A 2012 study in the Eastern Education Journal, “Are You Voting Today? Student Participation in Self-Government Elections” reveals that the average participation rate at colleges falls along the 17% mark. The study sampled approximately equal amount of private and public colleges, but did not give separate averages for the separate categories. Private colleges, which are significantly smaller in size, had on average a 20% greater participation rate than most public colleges, and I would assume that the majority of American college students participate closer to 15% or less in student government. Overall, the picture for democratic participation and civil engagement, characteristics championed by proponents of student government, remain non-existent.
On the contrary, student government fosters an environment for ‘technocratic specialists’ who make decisions for the many by the few. Those involved in student government respond to the select few that engage them, and many students participate in student government because of the benefits gained from the institution, a pattern mimicking democratic states. Acting as politicians, students gain a reputation and respect that can go on a resume, while also providing favors and relationships with peers they assist. The groups that engage the system have everything to gain, and the time invested in student government pays off for them.
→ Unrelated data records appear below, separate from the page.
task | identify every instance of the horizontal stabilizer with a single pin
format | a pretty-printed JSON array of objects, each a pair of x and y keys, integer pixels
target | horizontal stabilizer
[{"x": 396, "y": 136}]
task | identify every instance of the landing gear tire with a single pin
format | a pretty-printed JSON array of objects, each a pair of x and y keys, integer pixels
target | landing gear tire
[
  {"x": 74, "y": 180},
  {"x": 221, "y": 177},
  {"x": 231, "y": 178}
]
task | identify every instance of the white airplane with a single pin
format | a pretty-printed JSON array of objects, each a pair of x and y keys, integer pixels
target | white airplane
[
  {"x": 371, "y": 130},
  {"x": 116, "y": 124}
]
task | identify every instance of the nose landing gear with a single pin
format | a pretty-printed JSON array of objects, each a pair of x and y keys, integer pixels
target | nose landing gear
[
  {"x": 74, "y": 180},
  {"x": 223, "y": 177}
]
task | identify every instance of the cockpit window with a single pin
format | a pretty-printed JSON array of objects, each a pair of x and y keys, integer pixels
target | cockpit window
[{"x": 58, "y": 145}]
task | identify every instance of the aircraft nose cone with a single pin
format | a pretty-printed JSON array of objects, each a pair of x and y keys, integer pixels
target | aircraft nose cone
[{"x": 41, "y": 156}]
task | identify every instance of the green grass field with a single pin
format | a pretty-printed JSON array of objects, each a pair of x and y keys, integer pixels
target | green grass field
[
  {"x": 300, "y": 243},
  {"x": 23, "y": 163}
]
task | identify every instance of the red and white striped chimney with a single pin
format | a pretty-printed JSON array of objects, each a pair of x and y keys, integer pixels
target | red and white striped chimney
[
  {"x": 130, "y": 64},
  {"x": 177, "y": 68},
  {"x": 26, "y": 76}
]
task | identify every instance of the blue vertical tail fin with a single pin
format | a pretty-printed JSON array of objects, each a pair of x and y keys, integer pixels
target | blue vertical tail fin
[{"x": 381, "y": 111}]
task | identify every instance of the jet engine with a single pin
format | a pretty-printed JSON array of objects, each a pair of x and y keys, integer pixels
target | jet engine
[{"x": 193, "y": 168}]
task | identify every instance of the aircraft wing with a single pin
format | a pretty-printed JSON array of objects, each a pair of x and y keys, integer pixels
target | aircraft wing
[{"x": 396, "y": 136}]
Democratic governments provide themselves as inclusive political institutions that attempt to redirect private interest to work towards the collective social good. With any democratic system, legitimacy stems from the assumed consent and participation of its citizens, yet participation remains around 70% for most developing countries. In the United States, this rate drops off closer to ~50% for voter turnout. In turn, only around a third (~25% for US) of the populace ends up determining the winning parties and leaders, poking a major hole in claims of government legitimacy. The results only get direr with lower level elections at the municipal/state and local levels. Public choice theory provides a powerful explanation for this behavior by using economic analysis to explain political activity. At the end of the day, the majority of people do not face the right incentives to encourage political participation. For many voters, working, spending time with family, or just relaxing all hold higher value to them than the act of voting. This mentality occurs for good reason: regardless of how much you study up on your politicians, their records, and potential policies, you only have one vote like everyone else, even those who do not understand the issues at all. When put into context, you as a voter have no real influence on the outcomes of elections, and economists claim this behavior is rational for people to exhibit.
However, for groups that can receive concentrated benefits at the cost of society, paying close attention and putting greater effort into politics can pay off. This difference in incentive mechanism creates a major underlying cause for why small special interest groups can dominate a political system with many citizens. Both public and student government provide us evidence of this behavior through their own versions of special interests and coordination.
It could be worse…
Although better than the majority of political institutions in humanity’s history, democracy still suffers from inefficiencies created by its own institutional framework. Because of the premise behind ‘one person, one vote,’ the power of your vote diminishes substantially with the larger the democracy. This incentivizes rational ignorance in citizens, or students, because the time it takes to be informed on policies becomes costly when compared to working, studying, and spending time with friends and family. Democracy inadvertently creates a system where only those who are invested in issues pay attention, and these individuals manifest themselves into special interests. By manipulating the democratic system, special interests can create a political apparatus that allows political winners to gain at the expense of everyone else in society. This behavior reveals itself repeatedly in the form of agriculture lobbies, subsidies for business, and tax deductions for types of investment and industry. For student government, it becomes organizations who petition against people and ideas they do not like, while the majority of the school favors the idea. Sadly, modern democratic systems, school or government, remain plagued by incentive mechanisms that ensure that the public at large will almost always remain unaware and uninvolved while the vested political interest pull the strings.
In these ways, I find school government as a solid case study for public choice analysis of democracy. While fundamentally different, they are also fundamentally the same in nature. For public choice theorists, the pattern of ‘rational decision making’ by actors in organizations is a vital aspect of the public choice field. People like to imagine that agents of government act as stewards of humanity, and that their motives are completely different from individuals who work in private organizations. Nevertheless, I am sure you all know that representatives in student government are anything but selfless. Why should government and larger democratic systems be any different?